NUEVA YORK: Jennifer y yo nos conocimos en los Oscar del 2011. Ella tenía un vestido rojo Calvin Klein del que hablaríamos por horas un día las dos viendo películas y comiendo Doritos. Al principio ella parecía ser normal, ¿saben? Una niña de Kentucky que quería ser actriz y punto. No estaba destinada a hacer más nada sino eso. Menos mal que lo hizo porque tiene mi edad y ya es ganadora del Oscar. Mi mayor logro tiene 233 páginas y cómo me refiero a él no tiene cabida en este artículo.

Ya cuando agarró más confianza, me di cuenta que Jennifer era un desastre. No solo eso, sino que era el mejor desastre. Salir con ella era automáticamente acabar el trapo y terminar en otro estado o en otro pueblo o en una casa que no estaba segura que fuera la mía, pero siempre la pasábamos bien. Así termináramos en el capó del carro hablando del significado de la vida como si estuviéramos en la versión 2014 de Dawson’s Creek o tomándonos selfies con una cerveza en la mano, yo sabía que nuestra amistad funcionaría bien. Ella estaba destinada al estrellato, a mí me gustaba estar viendo todo sin ser el centro de atención.

Jen o J.Law, como ustedes quieran llamarla, sabía que yo amaba escribir guiones y que amaba leerlos, entonces me convertí en su primer filtro. Cada vez que le llegaba uno me lo daba para que yo le dijera si valía la pena o no. A veces acertábamos y a veces no. “Chama, no puedes tener todos los papeles tú, tienes que darle de comer a los demás. No te pases”. Siempre que se los devolvía tenían rayones, palabras subrayadas, comentarios en las esquinas. No entiendo cómo nunca me dijo nada. A veces la escuchaba riéndose de lo que ponía cuando no me gustaba algo.

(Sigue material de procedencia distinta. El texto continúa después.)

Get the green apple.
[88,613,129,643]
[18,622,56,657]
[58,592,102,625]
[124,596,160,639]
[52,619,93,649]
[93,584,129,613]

A veces le daba lo que escribía para ver qué me decía, pero me daba demasiada pena como para hacerlo un hábito. Cuando me armé de valor para mostrarle una sitcom en la que estaba trabajando llamada Amistad Genuina, se rió infinito, y me dijo que me ayudaría a que eso saliera en alguna parte. Ella lo sentía real y que eso podía conectar con el público. Siempre me dice que en algún momento seré yo sentada en la silla con mi nombre.

Con toda esta viajadera en la que ella anda, filmando cuatro películas por minuto, no hablamos mucho. Sin embargo, cada vez que está en Los Ángeles me llama para que nos vayamos por ahí y terminemos en Santa Mónica Pier o en alguna playa escondida a donde solo llegan surfistas mientras oímos Riptide de Vance Joy y nada nos preocupa. Ella no me cree cuando le digo que tiene que ir a Corrales o a Pelúa para que vea cómo es una playa de verdad y si conoce Los Roques, se desmaya en el acto.

Ella no me avisó lo de las fotos hackeadas. No sé cómo se siente en verdad, seguro pensaría que la regañaría. “Yo te dije que no mandaras esas fotos, yo te dije que no hicieras eso”. La verdad es que seguro sí lo hubiera hecho, pero se debe sentir tan expuesta que mejor ni regañarla. En tal caso la buscaría y le dijera: “Ahora todo el mundo sabe lo buena que estás, ¡qué importa!” y nos iríamos a comer papas fritas con queso y chili en The Hat para reírnos de los imbéciles que se van a masturbar viendo las fotos.

Ahorita quién sabe dónde estará metida. Después de estar en claustro para que no le tomaran fotos en ninguna parte post – hackeo debe estar de vuelta en un tráiler esperando que la llamen a la próxima escena que le toca, con un guión en blanco, sin rayones, palabras subrayadas o comentarios escritos en los bordes. Seguro ni siquiera sabe qué es The Hat. Y uno aquí echándole su historia.